On the other hand, the uncertainties and disturbances relating to the war are degrading the economic environment, which will have a moderating impact on inflation. This one is however largely dominated by the aforesaid bullish pressures. Thus, in the forecasts of international institutions published recently, downward revisions of growth go hand in hand with upward revisions of inflation. In its forecasts published in April, the International Monetary Fund expects an inflation rate of 5.3% for the euro zone for this year, then a slowdown to 2.3% in 2023.
For Luxembourg, Statec anticipates 5.8% inflation for 2022 (against 4.4% in the February forecast) and 2.8% for 2023 (against 1.3% estimated previously). The slowdown by 2023 is explained on the one hand by a certain slowdown in underlying inflation, the pace of which should however remain very sustained (up 4.0% in 2022, then up 3.1% in 2023). In addition, the price of petroleum products would decline, according to forecasts from Oxford Economics, from around $100/barrel on average for this year to just under $85/barrel in 2023.

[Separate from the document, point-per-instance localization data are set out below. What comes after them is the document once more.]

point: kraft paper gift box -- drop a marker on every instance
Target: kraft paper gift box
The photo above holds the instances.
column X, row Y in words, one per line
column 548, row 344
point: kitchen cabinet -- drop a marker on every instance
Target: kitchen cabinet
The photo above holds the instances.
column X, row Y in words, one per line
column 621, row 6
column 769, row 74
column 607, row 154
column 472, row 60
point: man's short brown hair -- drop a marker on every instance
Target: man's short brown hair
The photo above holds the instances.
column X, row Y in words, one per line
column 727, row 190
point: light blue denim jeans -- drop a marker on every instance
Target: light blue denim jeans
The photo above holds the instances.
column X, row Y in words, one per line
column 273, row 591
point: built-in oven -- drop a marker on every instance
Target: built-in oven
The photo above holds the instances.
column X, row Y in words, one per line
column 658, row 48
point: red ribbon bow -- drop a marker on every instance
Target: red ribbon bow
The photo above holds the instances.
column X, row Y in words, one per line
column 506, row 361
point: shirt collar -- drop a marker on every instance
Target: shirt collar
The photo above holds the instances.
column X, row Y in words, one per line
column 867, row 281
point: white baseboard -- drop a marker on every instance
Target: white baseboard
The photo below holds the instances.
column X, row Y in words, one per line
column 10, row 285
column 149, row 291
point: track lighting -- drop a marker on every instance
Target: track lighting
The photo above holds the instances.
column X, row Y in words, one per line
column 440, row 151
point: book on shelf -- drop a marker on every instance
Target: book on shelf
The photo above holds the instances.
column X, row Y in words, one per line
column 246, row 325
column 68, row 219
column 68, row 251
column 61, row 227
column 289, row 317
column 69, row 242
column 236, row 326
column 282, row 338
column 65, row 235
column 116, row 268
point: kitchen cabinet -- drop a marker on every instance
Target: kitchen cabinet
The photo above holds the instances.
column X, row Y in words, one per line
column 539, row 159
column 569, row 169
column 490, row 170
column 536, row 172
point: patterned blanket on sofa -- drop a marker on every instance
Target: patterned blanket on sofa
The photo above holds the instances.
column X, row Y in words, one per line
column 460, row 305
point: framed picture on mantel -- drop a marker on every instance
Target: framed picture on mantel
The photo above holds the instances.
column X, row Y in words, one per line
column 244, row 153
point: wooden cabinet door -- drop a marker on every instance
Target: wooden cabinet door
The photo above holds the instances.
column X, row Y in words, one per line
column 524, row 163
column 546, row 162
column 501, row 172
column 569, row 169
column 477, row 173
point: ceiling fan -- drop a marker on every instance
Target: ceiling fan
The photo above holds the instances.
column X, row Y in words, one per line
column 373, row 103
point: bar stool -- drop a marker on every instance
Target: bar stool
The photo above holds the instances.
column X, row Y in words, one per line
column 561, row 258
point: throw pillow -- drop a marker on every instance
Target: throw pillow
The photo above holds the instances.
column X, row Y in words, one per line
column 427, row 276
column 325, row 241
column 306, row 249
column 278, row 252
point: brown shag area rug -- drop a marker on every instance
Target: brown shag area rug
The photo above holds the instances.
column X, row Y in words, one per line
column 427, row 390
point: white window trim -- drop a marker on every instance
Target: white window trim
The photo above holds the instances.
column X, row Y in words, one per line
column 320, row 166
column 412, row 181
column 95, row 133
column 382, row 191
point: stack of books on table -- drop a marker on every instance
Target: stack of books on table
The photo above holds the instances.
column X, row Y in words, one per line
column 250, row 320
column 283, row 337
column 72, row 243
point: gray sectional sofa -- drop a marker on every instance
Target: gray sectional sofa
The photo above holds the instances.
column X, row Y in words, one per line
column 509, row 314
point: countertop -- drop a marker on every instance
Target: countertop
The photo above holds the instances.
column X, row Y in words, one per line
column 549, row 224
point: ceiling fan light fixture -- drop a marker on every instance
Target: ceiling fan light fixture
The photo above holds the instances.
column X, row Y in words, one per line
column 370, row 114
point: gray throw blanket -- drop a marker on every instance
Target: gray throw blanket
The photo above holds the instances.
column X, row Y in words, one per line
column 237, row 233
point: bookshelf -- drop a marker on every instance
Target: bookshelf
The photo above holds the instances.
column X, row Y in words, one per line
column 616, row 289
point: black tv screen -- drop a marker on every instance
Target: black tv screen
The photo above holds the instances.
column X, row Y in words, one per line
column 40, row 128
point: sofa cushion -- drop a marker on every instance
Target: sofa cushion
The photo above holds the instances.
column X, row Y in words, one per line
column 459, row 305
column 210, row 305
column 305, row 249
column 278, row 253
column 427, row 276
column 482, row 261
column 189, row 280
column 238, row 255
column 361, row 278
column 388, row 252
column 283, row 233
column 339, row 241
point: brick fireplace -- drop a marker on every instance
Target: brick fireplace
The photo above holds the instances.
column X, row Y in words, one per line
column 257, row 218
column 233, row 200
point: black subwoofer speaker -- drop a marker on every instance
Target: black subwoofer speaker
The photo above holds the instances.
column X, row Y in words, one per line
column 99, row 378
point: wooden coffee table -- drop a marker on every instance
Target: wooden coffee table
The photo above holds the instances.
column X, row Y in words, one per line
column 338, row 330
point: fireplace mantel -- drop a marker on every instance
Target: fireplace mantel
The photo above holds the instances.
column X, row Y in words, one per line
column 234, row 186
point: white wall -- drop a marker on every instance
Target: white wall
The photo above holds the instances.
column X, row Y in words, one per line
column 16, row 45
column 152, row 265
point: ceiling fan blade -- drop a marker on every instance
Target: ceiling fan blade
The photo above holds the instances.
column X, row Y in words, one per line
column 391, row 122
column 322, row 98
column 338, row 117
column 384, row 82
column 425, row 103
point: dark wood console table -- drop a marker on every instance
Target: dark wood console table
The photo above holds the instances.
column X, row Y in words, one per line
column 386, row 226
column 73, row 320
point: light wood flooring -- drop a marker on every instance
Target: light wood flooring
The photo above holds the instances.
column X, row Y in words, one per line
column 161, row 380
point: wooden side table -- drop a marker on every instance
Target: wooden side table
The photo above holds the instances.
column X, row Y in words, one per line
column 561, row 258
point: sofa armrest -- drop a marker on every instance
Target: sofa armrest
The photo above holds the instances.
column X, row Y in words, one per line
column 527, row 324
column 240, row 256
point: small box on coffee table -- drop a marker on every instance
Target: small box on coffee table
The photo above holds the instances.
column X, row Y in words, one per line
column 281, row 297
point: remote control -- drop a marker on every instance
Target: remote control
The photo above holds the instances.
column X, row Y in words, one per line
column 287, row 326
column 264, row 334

This forecast incorporates the moderating impact of several temporary measures decided within the framework of the "Energiedesch" and the "Solidariteitspak" (tripartite agreement). The abolition of the contribution to the network for gas, the temporary reduction in the contribution to the compensation mechanism for electricity, the reduction of 7.5 cents/litre for diesel, gasoline and fuel oil and the shift in the index brackets generate together a reduction in the inflation rate of 0.% for 2022 and 0.2% for 2023 (compared to a scenario without the above measures).
According to these inflation forecasts, a new index line would already be triggered in June 2022 and should therefore be applied, in the absence of a lag, in July. Still in the absence of a shift, the subsequent tranche would be triggered according to these forecasts at the end of the first quarter of 2023. In accordance with the "Solidariteitspak", the application of these two tranches will be postponed to April 2023 and April 2024.
Due to the volatility of the price of crude oil, Statec assesses the mechanical impact of alternative prices in high and low scenarios (deviations based on the historical volatility of the price). The alternative scenarios are also distinguished by rhythms of progression of the underlying slightly adapted to the rise or to the fall. In all of these Scenarios, a new index tranche would be triggered in June 2022 (and paid out in April 2023). In the high and central scenarios, the triggering of the subsequent tranche would fall in the 1st quarter of 2023, but only in the 3rd quarter of 2023 in the low scenario (payment in April 2024).